Należący do Ethiopian Airlines Boeing 737 Max 8 rozbił się w niedzielę rano sześć minut po starcie z lotniska w stolicy Etiopii. Samolot leciał do stolicy Kenii - Nairobi. Na pokładzie było 149 pasażerów i 8 członków załogi. Przyczyna katastrofy nie jest znana.
Rzeczniczka MSZ potwierdziła, że w katastrofie zginęło dwóch Polaków. - Jeden to pracownik MSZ, jest to tym większy dla nas ból, że pożegnaliśmy naszego wieloletniego kolegę - powiedziała Suwara.
Jak podała, drugą ofiarą jest "osoba małoletnia obywatelstwa polsko-kenijskiego". Suwara dodała, że ofiary nie były spokrewnione.
Chiny zawieszają eksploatację Boeingów 737 Max
Władze chińskie poleciły krajowym przewoźnikom lotniczym zawieszenie eksploatacji samolotów Boeing 737 Max - poinformowała w poniedziałek państwowa chińska organizacja medialna Caijing. Samolot tego typu rozbił się w niedzielę w Etiopii powodując śmierć wszystkich 157 osób na pokładzie.

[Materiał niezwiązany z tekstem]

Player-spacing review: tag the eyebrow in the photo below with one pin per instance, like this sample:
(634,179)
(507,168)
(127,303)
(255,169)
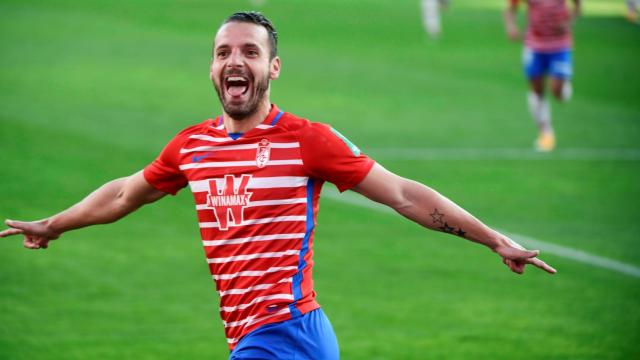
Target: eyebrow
(243,45)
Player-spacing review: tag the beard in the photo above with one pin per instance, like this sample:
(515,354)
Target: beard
(248,108)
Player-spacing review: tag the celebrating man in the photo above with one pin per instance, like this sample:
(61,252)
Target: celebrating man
(256,173)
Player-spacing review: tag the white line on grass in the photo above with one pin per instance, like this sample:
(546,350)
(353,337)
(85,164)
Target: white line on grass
(562,251)
(585,154)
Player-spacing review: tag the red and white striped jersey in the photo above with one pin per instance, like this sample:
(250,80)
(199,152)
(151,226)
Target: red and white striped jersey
(549,25)
(257,200)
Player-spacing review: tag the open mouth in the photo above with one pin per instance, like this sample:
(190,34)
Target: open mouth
(236,85)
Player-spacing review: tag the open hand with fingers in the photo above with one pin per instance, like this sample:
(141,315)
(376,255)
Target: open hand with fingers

Według Caijing, powołującej się na poinformowane źródła, polecenie wstrzymania eksploatacji tych samolotów linie lotnicze otrzymały od Administracji Lotnictwa Cywilnego Chin (CAAC). Chińscy przewoźnicy mają ok. 60 takich samolotów.
Rzecznik koncernu Boeing odmówił komentarza, podobnie jak CAAC.
Caijing informuje, że samoloty 737 MAX zostaną zastąpione przez maszyny typu 737-800.
Była to kolejna katastrofa samolotu 737 Max. W październiku ub.r. samolot tego typu przewoźnika Lion Air, lecący ze stolicy Indonezji Dżakarty na wyspę Sumatra, wkrótce po starcie runął do morza w odległości ok. 15 km od brzegu. Zginęło wówczas 189 pasażerów i członków załogi. Rejestrator danych w kokpicie wykazał, że wskaźnik prędkości samolotu uległ uszkodzeniu podczas ostatnich czterech lotów, chociaż linie Lion Air początkowo twierdziły, że problemy z samolotem zostały usunięte.
Jak informuje Reuter, Boeing postanowił odroczyć planowaną uroczystą inaugurację swojego nowego szerokokadłubowego samolotu 777x. Według opublikowanego komunikatu inauguracja odbędzie się "w niedalekiej przyszłości".